Unemployment is so high in Michigan — 9.3 percent — that the state already has had to borrow $481 million from the federal government to replenish its Unemployment Insurance (UI) trust fund. In contrast Texas has an October unemployment rate of 5.6 percent and even has been able to add nearly a quarter million jobs in the past year — at a time when the nation as a whole was losing 1.1 million jobs. Texas also has nearly $1.7 billion in its Unemployment Compensation Trust Fund well above the level required by state law.
Texas has a well-deserved reputation for encouraging economic development and job creation — and keeping its fiscal house in order. While many states have raised taxes and gone on spending sprees Gov. Rick Perry and the Texas Legislature have resisted the temptation to tax and spend as if there were no tomorrow. Texas even has an $11 billion surplus.
Nonetheless Texas has been negatively impacted both by national economic trends and the two physical hurricanes which reached our shores this year: Hurricane Dolly hit the Texas’s lower Gulf Coast on July 23 and Hurricane Ike hit the upper Gulf Coast on September 13.
The Texas Workforce Commission (TWC) anticipated the need for speedy attention to unemployment claims in the wake of these natural disasters. Our local workforce boards moved quickly to work with our locally elected officials in determining what needed doing.
To handle the additional workload of disaster-related unemployment claims we added 168 telephone lines and 150 workers to our Tele-Centers in Fort Worth San Antonio McAllen and El Paso operating extended hours and opening on Saturdays: the better and faster to get money moving to those in need. We transferred as many TWC employees as possible from other duties in order to meet the demand; we also hired additional workers and rapidly trained them.
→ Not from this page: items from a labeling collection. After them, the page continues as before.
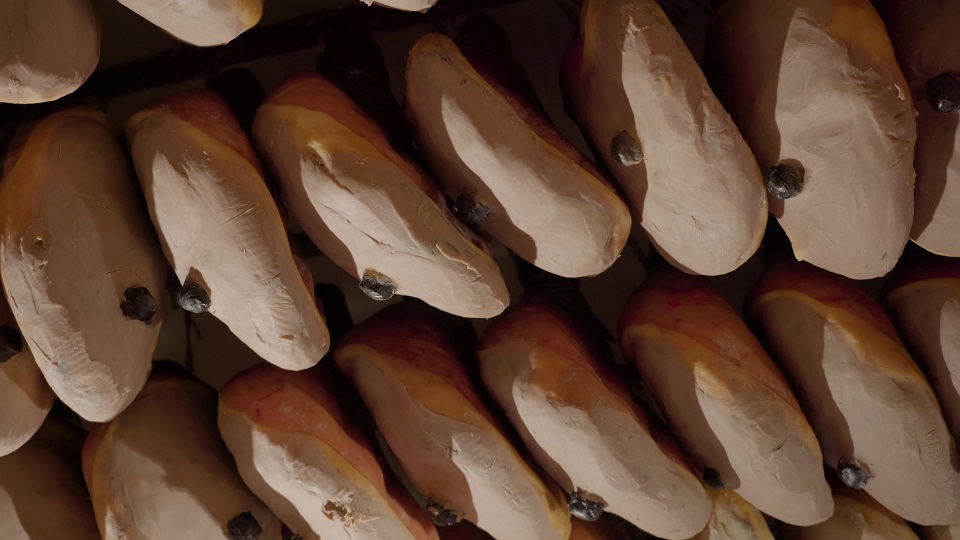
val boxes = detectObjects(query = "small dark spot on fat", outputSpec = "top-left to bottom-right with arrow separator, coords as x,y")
0,325 -> 23,364
427,498 -> 462,527
703,467 -> 723,489
227,512 -> 263,540
120,287 -> 157,324
177,277 -> 210,313
610,130 -> 643,167
360,270 -> 397,302
280,524 -> 303,540
454,192 -> 490,225
927,71 -> 960,113
837,461 -> 870,489
567,491 -> 606,521
767,163 -> 803,200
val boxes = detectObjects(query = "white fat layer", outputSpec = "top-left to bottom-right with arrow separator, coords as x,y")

Since Ike’s quick but brutal visit we have received 115000 disaster-related claims and an estimated more than 250000 follow-up calls. It takes an average of three weeks from when a claim is filed to the arrival of the first payment. We’ve pushed as hard as possible to make sure no claims during that short but vital stretch fall between bureaucratic cracks.
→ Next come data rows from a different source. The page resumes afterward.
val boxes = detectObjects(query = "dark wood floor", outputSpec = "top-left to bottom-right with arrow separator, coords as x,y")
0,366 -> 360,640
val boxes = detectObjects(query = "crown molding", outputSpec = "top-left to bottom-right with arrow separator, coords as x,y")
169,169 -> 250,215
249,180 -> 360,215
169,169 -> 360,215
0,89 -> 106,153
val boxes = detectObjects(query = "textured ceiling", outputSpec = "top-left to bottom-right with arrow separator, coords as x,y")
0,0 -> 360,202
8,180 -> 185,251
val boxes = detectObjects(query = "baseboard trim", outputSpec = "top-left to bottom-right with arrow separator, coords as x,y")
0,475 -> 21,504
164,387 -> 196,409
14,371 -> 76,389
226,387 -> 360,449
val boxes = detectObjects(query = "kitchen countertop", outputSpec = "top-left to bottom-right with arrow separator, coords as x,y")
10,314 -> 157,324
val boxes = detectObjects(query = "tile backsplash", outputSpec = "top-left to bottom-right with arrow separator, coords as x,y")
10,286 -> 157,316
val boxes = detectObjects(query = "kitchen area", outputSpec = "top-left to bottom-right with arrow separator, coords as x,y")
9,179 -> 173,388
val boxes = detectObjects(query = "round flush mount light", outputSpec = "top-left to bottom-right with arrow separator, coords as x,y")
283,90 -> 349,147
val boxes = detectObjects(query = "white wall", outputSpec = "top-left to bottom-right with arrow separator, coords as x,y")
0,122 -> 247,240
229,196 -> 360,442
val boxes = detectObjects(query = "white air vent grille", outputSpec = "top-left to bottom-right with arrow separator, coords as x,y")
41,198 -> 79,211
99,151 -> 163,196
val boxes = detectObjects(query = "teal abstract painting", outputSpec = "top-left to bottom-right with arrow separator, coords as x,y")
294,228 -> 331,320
In the first weeks after Ike we distributed nearly $1 million in disaster-related unemployment benefits. Likewise TWC requested federal funding through the National Emergency Grant Program to create and fill 600 temporary jobs dedicated to the task of rebuilding the devastated areas.
The combination of Hurricane Ike and negative national economic trends resulted in our October unemployment rate increasing one-half percent from the previous month. Unemployment went up from 5.1 percent in September to 5.6 percent in October. While Texas still has nearly a 1 percent lower unemployment rate than the overall national rate I would expect unemployment rates in Texas to continue to track the national trend upward in the months ahead.
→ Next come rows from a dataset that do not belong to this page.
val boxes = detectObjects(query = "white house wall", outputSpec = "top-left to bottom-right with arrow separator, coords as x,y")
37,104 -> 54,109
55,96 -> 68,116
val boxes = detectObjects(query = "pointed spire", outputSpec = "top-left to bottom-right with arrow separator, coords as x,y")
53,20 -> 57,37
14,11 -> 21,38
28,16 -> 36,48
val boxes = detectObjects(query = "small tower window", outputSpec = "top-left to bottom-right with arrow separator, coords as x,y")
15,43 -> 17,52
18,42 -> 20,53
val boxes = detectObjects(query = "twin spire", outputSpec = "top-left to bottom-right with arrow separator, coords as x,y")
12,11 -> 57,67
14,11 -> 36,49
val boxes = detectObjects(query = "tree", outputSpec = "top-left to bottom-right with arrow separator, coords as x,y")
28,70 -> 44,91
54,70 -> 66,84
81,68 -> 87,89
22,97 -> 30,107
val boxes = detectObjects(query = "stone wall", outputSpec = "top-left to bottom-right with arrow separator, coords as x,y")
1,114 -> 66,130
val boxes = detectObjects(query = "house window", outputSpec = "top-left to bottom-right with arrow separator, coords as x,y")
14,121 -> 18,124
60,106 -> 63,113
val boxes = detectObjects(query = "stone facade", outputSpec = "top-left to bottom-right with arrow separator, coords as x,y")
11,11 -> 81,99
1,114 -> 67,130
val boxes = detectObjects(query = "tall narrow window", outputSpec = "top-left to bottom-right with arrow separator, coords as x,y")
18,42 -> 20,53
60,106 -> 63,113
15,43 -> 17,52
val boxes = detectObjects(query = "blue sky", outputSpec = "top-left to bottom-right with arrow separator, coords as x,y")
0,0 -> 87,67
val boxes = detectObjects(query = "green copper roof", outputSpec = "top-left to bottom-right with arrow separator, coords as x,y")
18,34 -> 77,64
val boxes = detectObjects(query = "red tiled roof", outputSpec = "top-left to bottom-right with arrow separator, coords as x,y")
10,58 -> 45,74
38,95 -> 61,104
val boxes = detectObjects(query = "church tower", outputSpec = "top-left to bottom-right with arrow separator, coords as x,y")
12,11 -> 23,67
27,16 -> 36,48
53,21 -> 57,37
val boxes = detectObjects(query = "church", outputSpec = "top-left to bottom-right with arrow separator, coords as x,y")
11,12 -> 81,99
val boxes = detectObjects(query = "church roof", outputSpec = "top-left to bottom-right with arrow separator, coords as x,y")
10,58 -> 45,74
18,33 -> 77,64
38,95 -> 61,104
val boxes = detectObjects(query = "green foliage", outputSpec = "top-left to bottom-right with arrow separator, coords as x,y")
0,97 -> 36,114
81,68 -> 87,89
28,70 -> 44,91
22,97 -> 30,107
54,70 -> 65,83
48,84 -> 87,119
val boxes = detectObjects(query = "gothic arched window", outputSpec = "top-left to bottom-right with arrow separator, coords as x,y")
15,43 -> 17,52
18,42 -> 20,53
Unemployment insurance is of course only a temporary measure to help workers who have lost their jobs through no fault of their own and seek to find new employment. Our economy only will get better once we put policies in place to encourage job creation and economic growth.
We here in Texas can’t control the decisions being made in Washington D.C. and New York City on virtually a daily basis to bail out troubled financial institutions during this bursting of a bubble economy fueled by credit excess — excesses by the way which have been building for more than a decade.
Nonetheless common sense tells us that we need to get back to our core economic principles if we are to “put America back to work.”
Let me offer a few common sense ideas for getting us back on the right track: the encouragement of fiscal responsibility by our federal government and the preservation of a sound dollar; a business tax system that rewards savings and investment in the United States rather than one that encourages the leveraging of companies with high levels of corporate debt while outsourcing good jobs abroad; an educational system which teaches our young people the basics along with the skills that our employers actually need; a de-glamorization of illegal drug use and a restoration of a strong work ethic; reduction of our dependence on unstable and expensive foreign sources of energy; and something we should not neglect employing the skills character and leadership of our veterans returning from Iraq and Afghanistan.
Texas is not immune from the negative economic trends in the U.S. and around the world. The push for “globalization” has its down side as well as its positives. Texans can be proud of our economic performance in recent years.
With the example we have set here in Texas we need to encourage the politicians in Washington to pay more attention to the Texas economic model. The Wall Street Journal has editorialized that other states should “be more like Texas.” Let me take that one step further and add that our national government should be more like our Texas government.